Nowadays, I plan spaghetti, lasagna, pizza, nachos, awful stuff that would kill my digestion and my waistline and make a side version for us with some weirdo crust or vegetable noodle that only impresses people who can never again eat real flour.

But, I still have standards.

I require a certain proportion of protein in a food before it passes inspection. I don’t care how whole grain something is, if it doesn’t have enough protein involved, it’s out the window. Conversely, I tolerate a certain level of refined crap if it gets something high quality in the tummy.  But, goal number 3 is still on the list.

From time to time, I *try* to sneak in healthier versions to see if I can get a away with it.  Sneak whole grain flour in the pizza dough, buzz veggies in the spaghetti sauce, trade out white rice for organic brown. I can dream.  But, if people gag, I retreat to the refined crap to get the rest of the good stuff in the tummy.

And, I set limits.

You don’t get refills until the healthy stuff is gone. It comes as a set. If I give you a small serving of homemade bean dip and a small stack of refined, crappy chips to dip for lunch, know that once those chips are gone, you’re on carrot sticks for dipping. But once you eat the dip, if you’re still hungry, I’ll give you another serving of both chips and dip.

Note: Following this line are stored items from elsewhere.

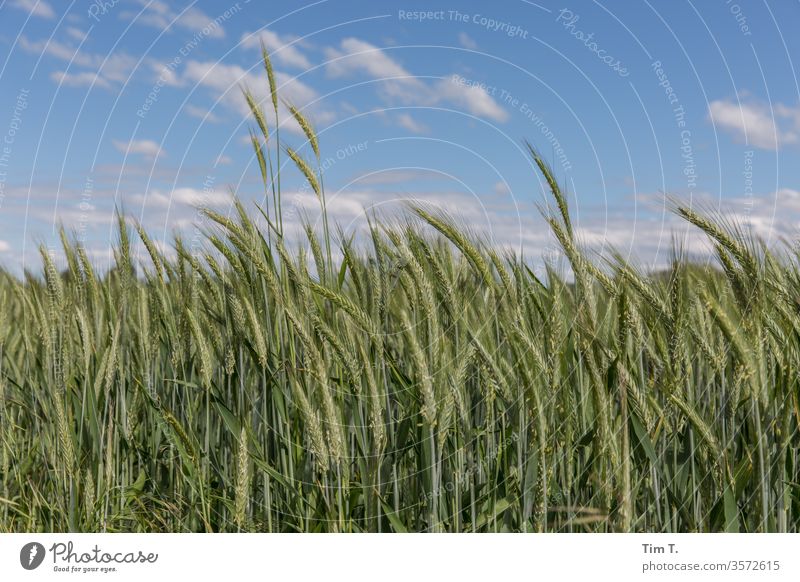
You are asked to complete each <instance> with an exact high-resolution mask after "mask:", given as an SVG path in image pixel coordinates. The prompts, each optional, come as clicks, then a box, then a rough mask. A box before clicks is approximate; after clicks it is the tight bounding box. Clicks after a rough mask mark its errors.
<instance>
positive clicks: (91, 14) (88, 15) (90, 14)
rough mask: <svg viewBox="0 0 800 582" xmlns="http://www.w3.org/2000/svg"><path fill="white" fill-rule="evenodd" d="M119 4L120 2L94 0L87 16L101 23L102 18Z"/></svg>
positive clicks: (86, 11)
mask: <svg viewBox="0 0 800 582" xmlns="http://www.w3.org/2000/svg"><path fill="white" fill-rule="evenodd" d="M119 2H120V0H94V1H93V2H92V3H91V4H89V9H88V10H87V11H86V14H87V15H88V16H89V18H91V19H92V20H94V21H95V22H100V17H101V16H105V15H106V14H108V13H109V12H111V10H113V8H114V6H116V5H117V4H119Z"/></svg>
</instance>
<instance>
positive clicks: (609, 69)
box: [0, 0, 800, 271]
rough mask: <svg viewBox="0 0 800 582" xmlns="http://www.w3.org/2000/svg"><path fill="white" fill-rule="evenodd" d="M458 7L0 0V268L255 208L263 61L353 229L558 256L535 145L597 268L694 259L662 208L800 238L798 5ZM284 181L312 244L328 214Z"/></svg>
mask: <svg viewBox="0 0 800 582" xmlns="http://www.w3.org/2000/svg"><path fill="white" fill-rule="evenodd" d="M452 6H453V7H452V8H448V7H436V8H435V9H431V8H430V6H429V5H428V4H426V3H424V2H422V1H415V2H401V3H392V4H391V5H382V4H380V3H370V2H363V1H356V2H350V1H348V2H345V1H344V0H325V1H321V2H314V3H307V4H305V3H296V2H288V1H279V2H271V3H269V5H263V4H259V3H256V2H250V1H248V0H239V1H235V2H223V3H217V2H210V1H197V2H171V3H167V2H163V1H161V0H106V1H100V0H95V1H94V2H92V3H89V4H88V5H87V4H82V5H80V6H77V5H72V6H70V7H69V8H66V7H65V6H62V5H60V4H58V3H54V2H46V1H43V0H11V1H8V2H6V3H4V4H3V5H2V7H0V43H1V44H2V46H3V47H4V51H3V59H2V66H1V67H0V86H2V91H0V221H1V222H0V225H2V226H0V265H2V266H4V267H6V268H9V269H11V270H14V271H19V270H20V269H21V268H24V267H31V268H35V266H36V264H37V263H38V259H37V257H36V255H37V252H38V251H37V248H36V243H38V242H43V243H44V244H46V245H48V246H50V247H52V248H53V249H54V251H55V252H57V250H56V249H57V246H58V240H57V230H58V227H59V226H60V225H64V226H65V227H66V228H67V229H68V230H69V231H71V232H73V233H74V234H75V235H76V236H77V237H78V238H79V239H80V240H81V241H82V242H84V244H86V246H87V247H88V248H89V249H90V251H91V253H92V254H93V256H95V257H97V258H98V260H103V258H105V257H108V256H109V248H110V244H111V242H112V241H113V240H114V233H113V224H114V212H115V209H118V208H123V209H124V210H125V211H126V212H127V213H128V214H129V215H130V216H131V217H132V218H134V219H136V220H138V221H140V222H142V223H143V224H144V225H145V227H146V228H148V230H150V231H151V232H152V233H153V235H154V237H155V238H156V239H157V240H158V241H159V244H160V245H162V247H163V248H167V247H168V246H169V243H170V239H171V237H172V236H173V234H174V233H176V232H178V233H183V234H186V233H190V232H193V230H195V229H196V228H197V219H198V216H199V214H198V213H197V207H198V206H212V207H214V208H217V209H219V210H221V211H226V210H227V209H229V208H230V192H231V191H233V192H236V194H237V195H238V196H240V197H242V198H243V199H246V200H251V201H256V202H258V201H261V200H262V199H263V196H264V193H263V189H262V188H261V185H260V177H259V175H258V170H257V164H256V163H255V160H254V156H253V153H252V149H251V146H250V141H249V136H248V127H249V126H250V125H251V120H250V119H249V111H248V107H247V104H246V103H245V100H244V99H243V97H242V91H243V90H244V89H247V90H250V91H252V92H253V94H254V96H255V98H256V99H257V100H258V101H259V102H262V103H263V104H264V106H265V109H266V110H268V111H271V102H270V95H269V90H268V86H267V82H266V76H265V73H264V70H263V65H262V61H261V47H262V46H264V47H265V48H266V49H267V50H268V51H269V52H270V54H271V55H272V59H273V62H274V65H275V69H276V70H275V77H276V81H277V84H278V85H279V88H280V94H281V95H282V96H283V97H284V98H285V99H286V104H284V103H281V105H280V108H279V114H278V119H277V122H273V123H274V124H275V125H277V126H279V127H280V130H281V132H282V134H281V135H282V139H285V140H286V141H288V142H291V143H292V144H293V145H294V146H297V147H299V148H300V151H301V152H305V153H308V145H307V144H304V143H303V142H304V138H303V134H302V131H301V129H300V128H299V127H298V126H297V124H296V123H295V122H294V119H293V118H292V116H291V115H290V114H289V111H288V104H291V105H294V106H296V107H298V108H299V109H300V110H302V111H303V112H304V113H305V114H306V115H307V116H308V117H310V118H311V119H312V120H313V122H314V124H315V126H316V127H317V130H318V133H319V136H320V142H321V146H322V150H323V151H322V159H321V171H322V174H323V176H324V181H325V185H326V188H327V190H328V192H329V209H330V212H331V214H332V216H333V218H334V220H336V221H337V222H339V224H341V225H342V226H343V227H344V228H345V229H346V230H349V231H359V230H360V229H362V228H363V227H364V225H365V222H366V216H367V214H368V213H369V212H379V213H381V214H383V215H386V216H389V217H393V216H397V213H398V212H402V211H403V210H402V206H403V205H402V203H403V202H406V201H409V200H415V201H421V202H424V203H428V204H435V205H438V206H441V207H443V208H446V209H447V210H449V211H450V212H451V213H452V214H454V215H456V216H457V217H458V218H459V219H460V220H462V221H463V222H465V223H467V224H469V225H470V226H471V227H472V228H473V230H474V231H476V232H478V233H479V234H481V235H482V236H485V237H486V238H487V239H489V240H491V241H493V242H494V244H497V245H499V246H502V247H506V248H509V249H513V250H517V251H520V250H524V252H525V253H526V256H528V257H531V259H532V260H533V261H534V262H536V261H537V260H540V259H541V258H542V257H549V256H551V254H552V252H553V248H554V241H552V240H551V239H550V237H549V235H548V234H546V233H547V229H546V227H545V225H544V222H543V221H542V220H541V217H540V216H539V215H538V213H537V208H536V204H537V203H540V202H541V201H542V200H543V198H542V197H543V193H544V192H545V189H544V186H545V185H544V184H542V183H541V181H540V180H539V178H538V177H537V176H536V174H535V173H534V172H533V169H532V166H531V163H530V160H529V158H528V157H527V155H526V151H525V147H524V146H523V143H522V140H523V139H527V140H529V141H530V142H531V143H533V144H534V145H535V146H536V147H537V148H538V149H539V150H540V151H542V152H543V153H544V155H545V157H547V158H548V159H550V160H551V162H552V165H553V168H554V170H555V172H556V175H557V176H558V177H559V179H560V180H562V181H563V184H564V185H565V186H566V187H567V189H568V190H569V194H570V199H571V201H572V204H573V210H574V212H575V217H576V224H578V225H579V228H578V233H579V235H580V237H581V240H583V242H584V244H585V245H586V246H587V247H588V248H590V249H592V250H595V251H597V252H598V253H600V254H602V253H604V252H607V251H610V250H612V249H617V250H620V251H621V252H622V253H623V254H627V255H630V256H637V257H639V258H641V260H642V261H643V262H646V263H650V264H658V263H660V262H663V261H664V260H666V259H668V257H669V252H670V248H671V245H672V244H673V241H674V240H676V237H678V239H680V240H681V242H682V244H684V245H685V246H686V247H687V248H688V249H690V250H692V251H696V252H697V253H700V254H702V253H703V252H705V250H707V249H706V246H705V243H704V241H703V239H702V237H700V236H698V235H697V233H695V232H693V231H692V230H691V229H689V228H687V227H686V226H685V225H683V224H681V223H680V222H679V221H677V220H676V219H674V218H673V217H672V216H671V215H670V213H669V212H668V210H666V206H665V202H664V193H669V194H671V195H674V196H677V197H679V198H682V199H685V200H688V201H692V202H693V203H699V204H702V205H703V207H704V208H708V209H715V208H721V209H724V210H725V212H727V213H728V214H729V215H730V216H731V217H732V218H734V219H735V220H739V221H741V222H742V223H744V224H746V225H747V226H748V228H750V229H751V230H752V232H754V233H755V234H757V235H759V236H761V237H763V238H764V239H765V240H767V241H771V242H775V241H780V240H783V239H793V238H796V236H797V227H798V226H800V168H798V165H797V164H793V163H790V160H792V159H793V157H794V156H796V155H797V153H798V148H800V84H799V83H798V81H797V75H796V71H795V63H794V61H793V57H792V55H797V54H800V51H798V48H799V47H798V44H799V43H800V40H798V39H796V36H794V35H790V34H788V32H789V31H788V30H786V27H787V26H789V24H790V23H791V22H794V21H796V20H797V17H798V16H800V6H798V5H795V4H788V3H787V4H780V5H774V6H770V5H767V4H764V5H759V6H755V5H753V6H750V5H747V6H745V5H742V6H738V5H736V6H737V8H736V9H733V8H732V4H731V3H715V4H713V5H708V4H704V5H701V6H692V5H690V4H682V3H670V4H669V5H668V6H650V5H642V6H632V5H630V4H627V3H622V2H611V3H607V5H606V6H604V7H603V6H599V5H598V4H596V3H594V2H591V1H589V0H579V1H575V2H572V3H570V4H569V5H565V6H559V7H558V8H554V7H551V6H550V5H545V4H536V3H532V2H526V1H522V0H520V1H511V2H507V3H503V4H502V5H498V6H494V5H492V6H487V5H485V4H484V3H480V2H477V1H468V2H458V3H453V5H452ZM271 122H272V120H271ZM283 161H285V160H284V159H282V160H281V162H283ZM285 175H286V184H285V188H286V191H287V194H286V199H287V200H288V201H289V204H288V205H287V206H285V209H286V211H287V221H288V223H289V224H290V228H292V227H294V228H297V229H299V227H300V224H301V220H303V219H304V218H308V219H310V220H315V219H316V218H315V217H316V206H315V200H314V197H313V195H311V193H310V191H309V190H308V188H307V187H306V186H304V184H303V181H302V177H301V176H300V175H299V174H297V173H296V172H294V169H293V168H289V167H287V168H286V172H285Z"/></svg>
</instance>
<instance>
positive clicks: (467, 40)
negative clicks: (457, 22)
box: [458, 32, 478, 50]
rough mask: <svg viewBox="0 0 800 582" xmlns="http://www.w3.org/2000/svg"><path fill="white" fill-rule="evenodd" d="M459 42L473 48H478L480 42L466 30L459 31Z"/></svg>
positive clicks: (461, 43)
mask: <svg viewBox="0 0 800 582" xmlns="http://www.w3.org/2000/svg"><path fill="white" fill-rule="evenodd" d="M458 42H459V43H460V44H461V46H463V47H464V48H468V49H471V50H476V49H477V48H478V43H477V42H475V41H474V40H473V39H472V37H471V36H470V35H468V34H467V33H466V32H459V33H458Z"/></svg>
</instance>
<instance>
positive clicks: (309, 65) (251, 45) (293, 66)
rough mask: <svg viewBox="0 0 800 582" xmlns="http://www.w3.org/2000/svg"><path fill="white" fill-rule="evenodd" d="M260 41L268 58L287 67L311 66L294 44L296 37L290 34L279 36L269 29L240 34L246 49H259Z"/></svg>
mask: <svg viewBox="0 0 800 582" xmlns="http://www.w3.org/2000/svg"><path fill="white" fill-rule="evenodd" d="M261 41H263V42H264V46H266V47H267V50H268V51H269V53H270V58H271V59H274V60H275V61H277V62H280V63H282V64H284V65H286V66H288V67H297V68H300V69H309V68H311V63H310V62H309V60H308V59H307V58H306V56H305V55H304V54H303V53H301V52H300V51H299V50H298V48H297V46H296V44H297V41H296V38H295V37H291V36H283V37H282V36H280V35H279V34H277V33H275V32H272V31H271V30H262V31H260V32H247V33H245V34H243V35H242V43H241V44H242V47H243V48H248V49H260V48H261Z"/></svg>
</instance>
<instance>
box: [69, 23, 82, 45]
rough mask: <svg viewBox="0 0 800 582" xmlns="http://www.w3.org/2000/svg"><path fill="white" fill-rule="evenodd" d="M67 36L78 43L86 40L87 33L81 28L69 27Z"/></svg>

You “buy” the privilege to eat your food like a traditional refined-grain-loving American by showing me that the healthy stuff will disappear. If you cheat and only eat the bad stuff, trying to wait me out till the next meal, you lose your bread privileges at subsequent meals until the healthy stuff disappears.

Now dinner is simple.

It take no creativity to plan dinner.  There’s no digging through recipes for “something brand new.”  I do still peruse for a nice adaptation here and there for me and Jeff.  And interesting spice mixture, a different way to do the greens, but not full recipes.  And if I want to cook something wacky for me and Jeff, there’s always leftover lasagna or tacos or chicken pie for the kids.  And best of all, I can totally make them sit there until they finish without running for the towels, because I *know* it’s something they CAN eat without vomiting, they just don’t WANT to.

I know this flies in the face of all kinds of WHOLE food theories, but we moms do what we have to so we can get nutrient in the tummy, right?